This does make the supply from meteorites extremely rare. The largest specimens tend to live in museums, or in private collections-- and they’ve been there for decades. Interest in meteorites is not a new concept to human history, either. Iron beads from meteorites have been found in the tombs of the Ancient Egyptians, making some of the oldest ironwork in history being used with metal from space. 

The meteorite we source our beads from is the famous Muonionalusta meteorite, which was found in Sweden at the beginning of the 20th century. This meteorite is estimated to be over one million years old, making it some of the oldest material you can ever hold! We’ve restocked our meteorite bead pairs, as well as added a brand-new set of silver-plated meteorite beads.
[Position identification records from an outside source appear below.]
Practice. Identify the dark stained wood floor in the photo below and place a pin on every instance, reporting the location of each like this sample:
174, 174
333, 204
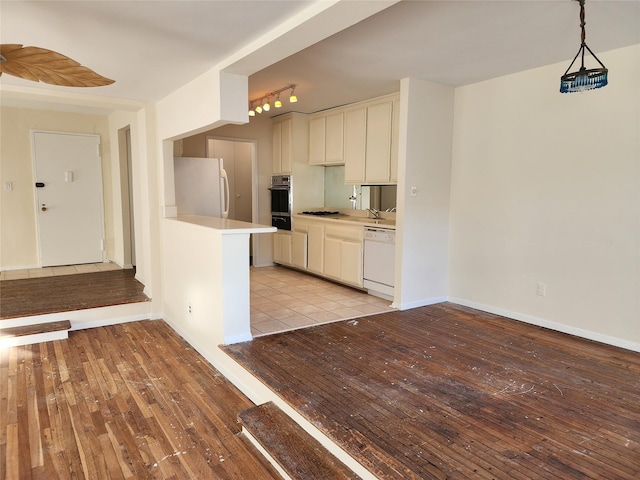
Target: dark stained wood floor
449, 392
126, 401
36, 296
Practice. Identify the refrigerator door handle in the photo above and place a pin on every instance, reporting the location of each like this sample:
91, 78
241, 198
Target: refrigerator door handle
226, 198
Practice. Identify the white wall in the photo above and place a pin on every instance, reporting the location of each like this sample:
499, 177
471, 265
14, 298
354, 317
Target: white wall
424, 153
546, 188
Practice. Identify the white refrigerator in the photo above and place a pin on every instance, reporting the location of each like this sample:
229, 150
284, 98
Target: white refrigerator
202, 186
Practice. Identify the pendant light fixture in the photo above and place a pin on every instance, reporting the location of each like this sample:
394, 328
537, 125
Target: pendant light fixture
584, 79
263, 105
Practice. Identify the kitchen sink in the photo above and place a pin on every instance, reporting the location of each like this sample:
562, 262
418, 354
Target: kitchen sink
370, 221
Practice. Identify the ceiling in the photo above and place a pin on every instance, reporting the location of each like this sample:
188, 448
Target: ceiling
152, 47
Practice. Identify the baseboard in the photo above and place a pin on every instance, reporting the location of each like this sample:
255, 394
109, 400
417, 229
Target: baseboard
19, 267
559, 327
33, 339
419, 303
245, 337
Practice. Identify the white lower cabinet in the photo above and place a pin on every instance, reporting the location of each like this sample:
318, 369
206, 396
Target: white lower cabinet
329, 250
315, 248
332, 257
343, 254
351, 262
282, 248
299, 249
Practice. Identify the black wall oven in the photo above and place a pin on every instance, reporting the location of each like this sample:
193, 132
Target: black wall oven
281, 201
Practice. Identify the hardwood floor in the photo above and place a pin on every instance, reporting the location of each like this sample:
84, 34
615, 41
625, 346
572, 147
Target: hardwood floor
449, 392
36, 296
127, 401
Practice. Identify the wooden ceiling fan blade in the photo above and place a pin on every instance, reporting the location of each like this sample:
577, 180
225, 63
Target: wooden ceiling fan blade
42, 65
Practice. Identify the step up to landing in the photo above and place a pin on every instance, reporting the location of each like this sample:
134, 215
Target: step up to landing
295, 453
34, 333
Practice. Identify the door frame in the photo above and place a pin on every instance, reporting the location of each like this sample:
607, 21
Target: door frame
32, 134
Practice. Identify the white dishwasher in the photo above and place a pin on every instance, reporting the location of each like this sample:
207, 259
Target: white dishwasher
379, 260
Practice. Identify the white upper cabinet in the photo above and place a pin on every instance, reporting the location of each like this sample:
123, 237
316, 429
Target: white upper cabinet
370, 142
326, 139
355, 145
282, 146
377, 168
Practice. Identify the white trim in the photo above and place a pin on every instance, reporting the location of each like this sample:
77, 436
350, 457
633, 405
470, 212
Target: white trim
245, 337
170, 211
559, 327
19, 267
419, 303
33, 338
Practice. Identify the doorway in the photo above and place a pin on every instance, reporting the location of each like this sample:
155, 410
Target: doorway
69, 202
126, 192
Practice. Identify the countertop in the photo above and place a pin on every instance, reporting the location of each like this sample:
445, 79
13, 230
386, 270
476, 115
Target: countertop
342, 218
225, 226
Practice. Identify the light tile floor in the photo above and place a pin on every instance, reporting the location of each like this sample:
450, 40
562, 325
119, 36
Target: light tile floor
54, 271
284, 299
These new beads do not require the same kind of upkeep that unplated beads do, as they will not oxidize the same way as raw iron will. You can read more about the Muonionalusta meteorite here, as well as the care of meteorite beads here if you prefer the untreated kinds. 


Meteorites rarely actually impact the earth, thanks to the gravitational pull from our moon and our atmosphere. Impact events only happen around twice a century, with the most recent meteorite flying through the Russian skyline in 2013 (which you likely recall, because international media coverage was abundant). The effects of an impact can be devastating, because even meteorites considered relatively “small” (only a yard or two across) can create massive craters on the surface of the earth. You can travel to one particularly well-preserved impact site located in Arizona, off of Route 66. It is thought that such large-scale impact sites like the one in Arizona were a leading cause of planet-wide extinction at the end of the Mesozoic era.  
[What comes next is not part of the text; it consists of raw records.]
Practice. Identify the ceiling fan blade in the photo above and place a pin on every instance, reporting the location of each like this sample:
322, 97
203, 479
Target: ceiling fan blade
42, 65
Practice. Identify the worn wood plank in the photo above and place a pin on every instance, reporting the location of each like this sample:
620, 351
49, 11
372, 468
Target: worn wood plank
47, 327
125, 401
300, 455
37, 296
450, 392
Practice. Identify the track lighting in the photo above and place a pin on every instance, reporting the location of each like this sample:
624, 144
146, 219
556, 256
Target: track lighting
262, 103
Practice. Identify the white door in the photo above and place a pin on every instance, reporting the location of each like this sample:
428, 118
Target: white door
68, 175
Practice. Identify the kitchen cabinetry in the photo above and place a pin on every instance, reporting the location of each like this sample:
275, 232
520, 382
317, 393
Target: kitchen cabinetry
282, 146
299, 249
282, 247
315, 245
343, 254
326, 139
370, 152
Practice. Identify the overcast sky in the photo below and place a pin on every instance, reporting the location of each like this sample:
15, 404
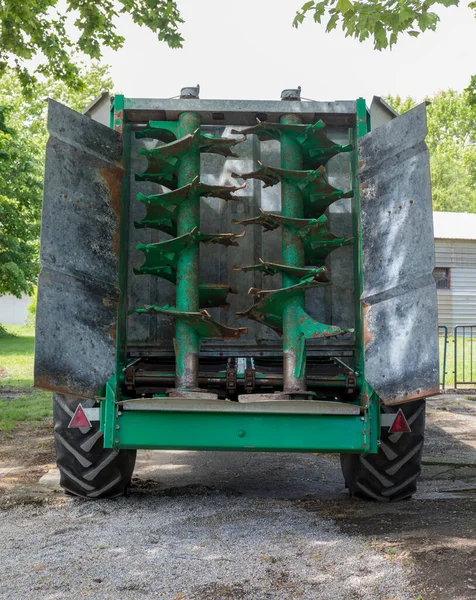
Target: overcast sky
247, 49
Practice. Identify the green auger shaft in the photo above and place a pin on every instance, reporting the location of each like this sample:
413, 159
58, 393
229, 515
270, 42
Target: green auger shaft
187, 341
292, 205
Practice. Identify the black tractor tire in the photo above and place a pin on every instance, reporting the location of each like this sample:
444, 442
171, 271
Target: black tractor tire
391, 475
86, 468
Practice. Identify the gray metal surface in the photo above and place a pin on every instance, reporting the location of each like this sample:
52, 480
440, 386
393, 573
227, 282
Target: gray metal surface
237, 112
399, 296
333, 305
77, 293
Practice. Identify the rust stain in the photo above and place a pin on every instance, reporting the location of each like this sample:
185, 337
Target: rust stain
411, 396
113, 179
368, 335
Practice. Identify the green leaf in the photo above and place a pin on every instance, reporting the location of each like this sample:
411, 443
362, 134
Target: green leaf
344, 6
307, 6
298, 19
332, 23
380, 36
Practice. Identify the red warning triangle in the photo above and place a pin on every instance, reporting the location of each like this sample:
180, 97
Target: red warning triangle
79, 419
400, 425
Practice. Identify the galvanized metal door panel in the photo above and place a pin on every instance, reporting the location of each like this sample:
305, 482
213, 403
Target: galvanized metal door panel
77, 289
399, 294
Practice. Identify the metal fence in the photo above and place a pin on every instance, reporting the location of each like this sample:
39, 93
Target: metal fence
464, 340
443, 333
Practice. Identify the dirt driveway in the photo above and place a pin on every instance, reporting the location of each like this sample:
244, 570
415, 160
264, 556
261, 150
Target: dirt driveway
245, 526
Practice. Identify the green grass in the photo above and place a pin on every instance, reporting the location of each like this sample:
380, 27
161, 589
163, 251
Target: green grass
18, 403
466, 370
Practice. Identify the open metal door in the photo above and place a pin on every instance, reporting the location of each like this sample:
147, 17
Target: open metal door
399, 293
77, 289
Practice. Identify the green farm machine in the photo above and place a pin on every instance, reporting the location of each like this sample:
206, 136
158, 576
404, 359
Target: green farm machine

Fossils and petrified wood have helped us better understand the earth and its inhabitants before the end of the Mesozoic era. Over time, the organic material is replaced with other minerals, but the shape (sometimes even the very cell structure) remains as evidence of life. Jet, and some samples of petrified wood, come from organic material that was put under massive amounts of pressure over millions of years. Jet is a precursor to coal, and the high carbon content gives it its lustrous black tone.
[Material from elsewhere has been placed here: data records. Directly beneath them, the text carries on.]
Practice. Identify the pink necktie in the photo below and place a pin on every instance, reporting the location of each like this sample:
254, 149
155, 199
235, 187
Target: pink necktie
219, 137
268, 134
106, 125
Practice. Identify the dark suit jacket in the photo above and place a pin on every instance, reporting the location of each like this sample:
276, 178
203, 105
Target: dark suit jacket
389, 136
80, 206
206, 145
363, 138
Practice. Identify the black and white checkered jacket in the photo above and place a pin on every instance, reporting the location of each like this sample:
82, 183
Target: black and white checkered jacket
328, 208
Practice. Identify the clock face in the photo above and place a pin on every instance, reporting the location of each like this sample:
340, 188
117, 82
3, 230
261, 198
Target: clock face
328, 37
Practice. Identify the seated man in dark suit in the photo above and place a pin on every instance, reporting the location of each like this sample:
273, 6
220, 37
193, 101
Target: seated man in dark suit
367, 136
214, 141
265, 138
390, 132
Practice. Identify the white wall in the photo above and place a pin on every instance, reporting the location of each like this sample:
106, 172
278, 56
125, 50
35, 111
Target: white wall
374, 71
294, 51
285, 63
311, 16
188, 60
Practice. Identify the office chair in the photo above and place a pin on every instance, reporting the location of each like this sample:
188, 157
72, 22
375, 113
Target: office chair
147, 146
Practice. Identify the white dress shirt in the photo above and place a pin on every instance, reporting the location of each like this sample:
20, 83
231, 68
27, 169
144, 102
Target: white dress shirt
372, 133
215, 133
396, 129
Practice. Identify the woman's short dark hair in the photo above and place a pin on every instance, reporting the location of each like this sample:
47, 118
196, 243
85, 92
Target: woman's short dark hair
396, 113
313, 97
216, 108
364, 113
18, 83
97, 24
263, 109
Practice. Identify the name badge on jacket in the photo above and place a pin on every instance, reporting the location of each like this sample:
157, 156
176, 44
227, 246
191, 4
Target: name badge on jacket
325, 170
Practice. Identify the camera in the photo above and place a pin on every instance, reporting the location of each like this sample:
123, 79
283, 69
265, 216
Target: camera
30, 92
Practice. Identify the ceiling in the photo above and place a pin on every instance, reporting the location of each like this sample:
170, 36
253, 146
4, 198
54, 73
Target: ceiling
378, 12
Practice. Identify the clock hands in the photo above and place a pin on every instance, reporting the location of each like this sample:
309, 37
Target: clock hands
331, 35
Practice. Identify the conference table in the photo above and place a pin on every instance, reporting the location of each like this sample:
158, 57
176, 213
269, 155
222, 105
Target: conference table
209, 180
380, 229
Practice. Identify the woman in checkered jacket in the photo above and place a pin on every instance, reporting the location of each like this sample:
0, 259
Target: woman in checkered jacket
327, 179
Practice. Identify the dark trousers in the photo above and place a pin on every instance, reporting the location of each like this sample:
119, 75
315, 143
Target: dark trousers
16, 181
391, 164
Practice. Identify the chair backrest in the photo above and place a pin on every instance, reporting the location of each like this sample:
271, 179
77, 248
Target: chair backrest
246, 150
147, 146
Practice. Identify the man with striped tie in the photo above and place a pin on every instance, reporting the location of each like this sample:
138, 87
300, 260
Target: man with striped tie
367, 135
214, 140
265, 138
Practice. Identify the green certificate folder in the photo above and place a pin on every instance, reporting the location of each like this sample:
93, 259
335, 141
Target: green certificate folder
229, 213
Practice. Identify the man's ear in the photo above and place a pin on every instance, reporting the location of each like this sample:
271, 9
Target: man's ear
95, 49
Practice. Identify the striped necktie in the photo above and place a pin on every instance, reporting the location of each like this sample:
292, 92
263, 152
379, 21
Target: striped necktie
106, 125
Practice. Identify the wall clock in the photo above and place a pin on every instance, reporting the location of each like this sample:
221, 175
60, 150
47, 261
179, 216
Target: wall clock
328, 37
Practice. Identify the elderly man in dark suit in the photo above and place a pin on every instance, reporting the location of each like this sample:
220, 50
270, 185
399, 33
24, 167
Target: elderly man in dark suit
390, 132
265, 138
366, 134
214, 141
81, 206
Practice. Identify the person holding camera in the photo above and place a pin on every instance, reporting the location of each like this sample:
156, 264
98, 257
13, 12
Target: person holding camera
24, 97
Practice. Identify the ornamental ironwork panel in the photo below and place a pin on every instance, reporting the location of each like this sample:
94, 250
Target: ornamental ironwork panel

Amber is the fossilized form of tree resin, which is mined heavily and still very useful. It has been used in jewelry sine Neolithic times! It is valued for its preservation qualities in paleontology, because creatures and plant matter trapped in sap can provide very clear clues to ancient life. However inclusions can diminish the value of the amber in the gem market. Like Jet, it is an exceedingly light material, perfect for designs like earrings and rings that won’t get too weighty on the wearer. 


The dinosaur bone sold through Dakota Stones is minimally beneficial for scientific study, which is how it has been made available to the gem market. As the majority of organic material has been replaced by agate and other silica based compounds, crystal-like inclusions can be observed between intricate patterns on the surface of the beads. The cell structure of the bones is still evident as well! Like any creature, each one is incredibly unique, and we offer them in multiple tones.  

Of all these samples, remember the best materials tend to be donated towards research to better understand our solar system. You are not robbing a significant scientific opportunity by purchasing these beads. The samples that make it to be shaped into beads often come from specimens that have been studied thoroughly and now have no use in science today.